Bates is one of the many guys who are looking much more comfortable in year two of defensive coordinator Lou Anarumo's scheme.
"It's just a fact of being in the system for two years. It may look different because we're reacting faster and there's a few things that we make adjustments on every week when we struggled last year, where we try to eliminate that," Bates said. "I don't think there's a lot of different things that we're doing, I just think a lot of guys are playing really fast and being able to communicate really well."
Bates plans to appeal the fine coming from his unnecessary roughness penalty for belting Williams' shoulder on another play. And they picked up another roughness flag on him later in the game.
"I did not agree with either one. I'm not going to say much about it," Bates said. "Hopefully, I'm going to get on the phone here soon and I'm probably going to have to appeal it at some point. I think the first one, I hit him right on the shoulder. I felt like it was a very clean play. The second one, I was shooting for his thighs and he kind of put his head down. I called my agent right after, and he's going to make sure we appeal it."
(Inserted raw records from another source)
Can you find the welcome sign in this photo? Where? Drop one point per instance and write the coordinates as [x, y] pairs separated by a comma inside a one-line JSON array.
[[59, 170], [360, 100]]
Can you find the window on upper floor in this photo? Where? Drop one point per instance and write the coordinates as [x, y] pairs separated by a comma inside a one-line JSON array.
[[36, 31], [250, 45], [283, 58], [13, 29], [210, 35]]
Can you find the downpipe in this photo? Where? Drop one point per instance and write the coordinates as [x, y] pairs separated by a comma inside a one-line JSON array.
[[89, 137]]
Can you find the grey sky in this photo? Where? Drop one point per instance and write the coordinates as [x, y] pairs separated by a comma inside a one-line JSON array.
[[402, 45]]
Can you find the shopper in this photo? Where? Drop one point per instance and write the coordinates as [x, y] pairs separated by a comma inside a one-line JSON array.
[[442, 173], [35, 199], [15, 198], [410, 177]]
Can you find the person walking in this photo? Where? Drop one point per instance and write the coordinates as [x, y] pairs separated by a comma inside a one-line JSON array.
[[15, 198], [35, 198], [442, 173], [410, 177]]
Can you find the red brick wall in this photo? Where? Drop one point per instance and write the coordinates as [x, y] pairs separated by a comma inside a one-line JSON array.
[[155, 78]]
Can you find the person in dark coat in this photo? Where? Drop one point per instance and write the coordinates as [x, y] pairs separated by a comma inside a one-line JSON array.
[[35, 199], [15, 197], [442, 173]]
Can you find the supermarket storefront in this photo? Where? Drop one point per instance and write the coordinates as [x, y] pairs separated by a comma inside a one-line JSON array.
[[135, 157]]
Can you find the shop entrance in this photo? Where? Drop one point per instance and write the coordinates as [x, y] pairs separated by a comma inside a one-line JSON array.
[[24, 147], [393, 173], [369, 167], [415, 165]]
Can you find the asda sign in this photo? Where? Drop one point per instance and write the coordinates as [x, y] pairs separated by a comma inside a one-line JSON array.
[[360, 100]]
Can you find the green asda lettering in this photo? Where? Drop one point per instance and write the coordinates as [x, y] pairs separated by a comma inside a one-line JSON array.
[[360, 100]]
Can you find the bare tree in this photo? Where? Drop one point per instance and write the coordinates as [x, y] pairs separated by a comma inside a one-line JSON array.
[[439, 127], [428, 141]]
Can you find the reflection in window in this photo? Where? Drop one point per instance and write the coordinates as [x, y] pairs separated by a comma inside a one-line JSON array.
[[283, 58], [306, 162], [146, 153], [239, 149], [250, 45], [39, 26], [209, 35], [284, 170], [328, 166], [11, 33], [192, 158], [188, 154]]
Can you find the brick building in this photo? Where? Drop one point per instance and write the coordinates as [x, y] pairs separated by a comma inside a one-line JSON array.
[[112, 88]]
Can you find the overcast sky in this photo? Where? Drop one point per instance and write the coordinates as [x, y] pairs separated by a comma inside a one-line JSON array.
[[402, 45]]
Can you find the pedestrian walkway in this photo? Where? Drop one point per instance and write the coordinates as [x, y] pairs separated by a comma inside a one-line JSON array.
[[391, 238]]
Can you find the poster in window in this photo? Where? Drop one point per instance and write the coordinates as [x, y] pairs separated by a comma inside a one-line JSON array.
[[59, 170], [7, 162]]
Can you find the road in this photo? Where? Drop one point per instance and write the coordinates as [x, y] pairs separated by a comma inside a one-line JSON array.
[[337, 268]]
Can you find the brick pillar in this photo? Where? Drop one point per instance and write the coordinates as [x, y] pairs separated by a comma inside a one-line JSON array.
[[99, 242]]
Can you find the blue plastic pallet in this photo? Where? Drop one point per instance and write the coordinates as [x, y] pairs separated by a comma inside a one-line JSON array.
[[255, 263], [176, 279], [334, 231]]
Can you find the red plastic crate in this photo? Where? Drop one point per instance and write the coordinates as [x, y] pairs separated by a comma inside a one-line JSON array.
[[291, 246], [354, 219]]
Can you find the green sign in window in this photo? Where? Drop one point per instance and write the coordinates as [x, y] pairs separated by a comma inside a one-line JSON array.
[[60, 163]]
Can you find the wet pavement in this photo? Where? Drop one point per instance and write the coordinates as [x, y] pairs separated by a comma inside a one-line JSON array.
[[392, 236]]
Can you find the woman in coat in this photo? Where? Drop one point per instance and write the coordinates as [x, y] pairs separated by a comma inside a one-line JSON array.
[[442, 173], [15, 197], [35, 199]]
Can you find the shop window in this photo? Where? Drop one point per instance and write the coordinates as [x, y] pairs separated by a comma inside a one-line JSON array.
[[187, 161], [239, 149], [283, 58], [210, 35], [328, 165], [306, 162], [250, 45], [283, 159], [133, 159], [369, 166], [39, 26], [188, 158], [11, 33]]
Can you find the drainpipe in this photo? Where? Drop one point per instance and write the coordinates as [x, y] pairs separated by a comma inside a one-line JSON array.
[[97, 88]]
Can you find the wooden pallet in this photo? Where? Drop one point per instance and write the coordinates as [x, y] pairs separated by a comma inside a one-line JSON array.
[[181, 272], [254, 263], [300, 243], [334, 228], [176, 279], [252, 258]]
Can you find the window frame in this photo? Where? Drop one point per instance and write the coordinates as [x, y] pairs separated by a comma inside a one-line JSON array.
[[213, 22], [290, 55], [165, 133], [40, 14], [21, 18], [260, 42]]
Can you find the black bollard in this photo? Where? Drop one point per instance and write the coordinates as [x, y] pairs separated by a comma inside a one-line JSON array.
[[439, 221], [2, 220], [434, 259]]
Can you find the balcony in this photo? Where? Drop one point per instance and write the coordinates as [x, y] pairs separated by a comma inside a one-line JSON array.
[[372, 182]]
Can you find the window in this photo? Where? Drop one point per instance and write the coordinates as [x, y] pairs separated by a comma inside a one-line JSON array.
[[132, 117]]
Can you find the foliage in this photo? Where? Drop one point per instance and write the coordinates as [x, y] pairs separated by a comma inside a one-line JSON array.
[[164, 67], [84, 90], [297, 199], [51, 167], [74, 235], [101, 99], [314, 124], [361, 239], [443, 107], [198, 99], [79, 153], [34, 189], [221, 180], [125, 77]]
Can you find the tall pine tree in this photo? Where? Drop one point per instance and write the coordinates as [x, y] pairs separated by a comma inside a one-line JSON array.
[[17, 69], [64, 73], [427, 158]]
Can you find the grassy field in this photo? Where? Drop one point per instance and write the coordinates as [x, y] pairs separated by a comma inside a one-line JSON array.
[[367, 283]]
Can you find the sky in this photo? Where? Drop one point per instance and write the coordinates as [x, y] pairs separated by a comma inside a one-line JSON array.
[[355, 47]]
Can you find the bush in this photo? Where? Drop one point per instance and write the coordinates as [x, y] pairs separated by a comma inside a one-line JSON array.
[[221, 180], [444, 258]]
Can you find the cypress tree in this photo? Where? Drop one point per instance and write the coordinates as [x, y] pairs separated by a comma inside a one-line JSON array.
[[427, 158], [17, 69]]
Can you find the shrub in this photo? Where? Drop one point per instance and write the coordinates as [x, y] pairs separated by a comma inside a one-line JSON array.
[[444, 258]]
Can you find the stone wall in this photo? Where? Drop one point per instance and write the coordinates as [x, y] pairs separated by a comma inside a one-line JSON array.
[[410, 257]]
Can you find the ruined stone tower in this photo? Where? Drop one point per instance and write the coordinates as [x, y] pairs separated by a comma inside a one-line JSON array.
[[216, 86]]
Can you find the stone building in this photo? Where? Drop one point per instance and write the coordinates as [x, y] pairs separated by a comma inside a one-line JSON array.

KID BACKERS SURFACE: It was the NFL debut for Joe Burrow and Jonah Williams and Tee Higgins and all that, but it was also the debut for rookie linebackers Akeem Davis-Gaither and Logan Wilson and it looks like they held up in the nickel package playing together at times. Wilson played 22 snaps and Davis-Gaither 20.
"I think they have a bright future," Bates said. "There's just a different type of confidence and calls and stuff like that with Josh Bynes being in there, just because of experience. My first game as a rookie, I wouldn't be up there making checks and stuff like that. So, I give a lot of credit to those guys. I talked to them in the locker room today. I was very impressed with them two being on the field at the same time with no veteran guys (at linebacker) with them. A lot of props to them.
"I think they both kind of worked with each other with checking the fronts whether we're in dime formation and stuff like that. I don't care who makes the check as long as they get it right, and I think they did that"
Don't kid yourself. Bates has barely missed a snap in his three NFL seasons. He could make the calls back then. That's why they picked him.
"I probably could," Bates smiled when pressed. "I'm just giving them a little bit more love. I think they've done a hell of a job."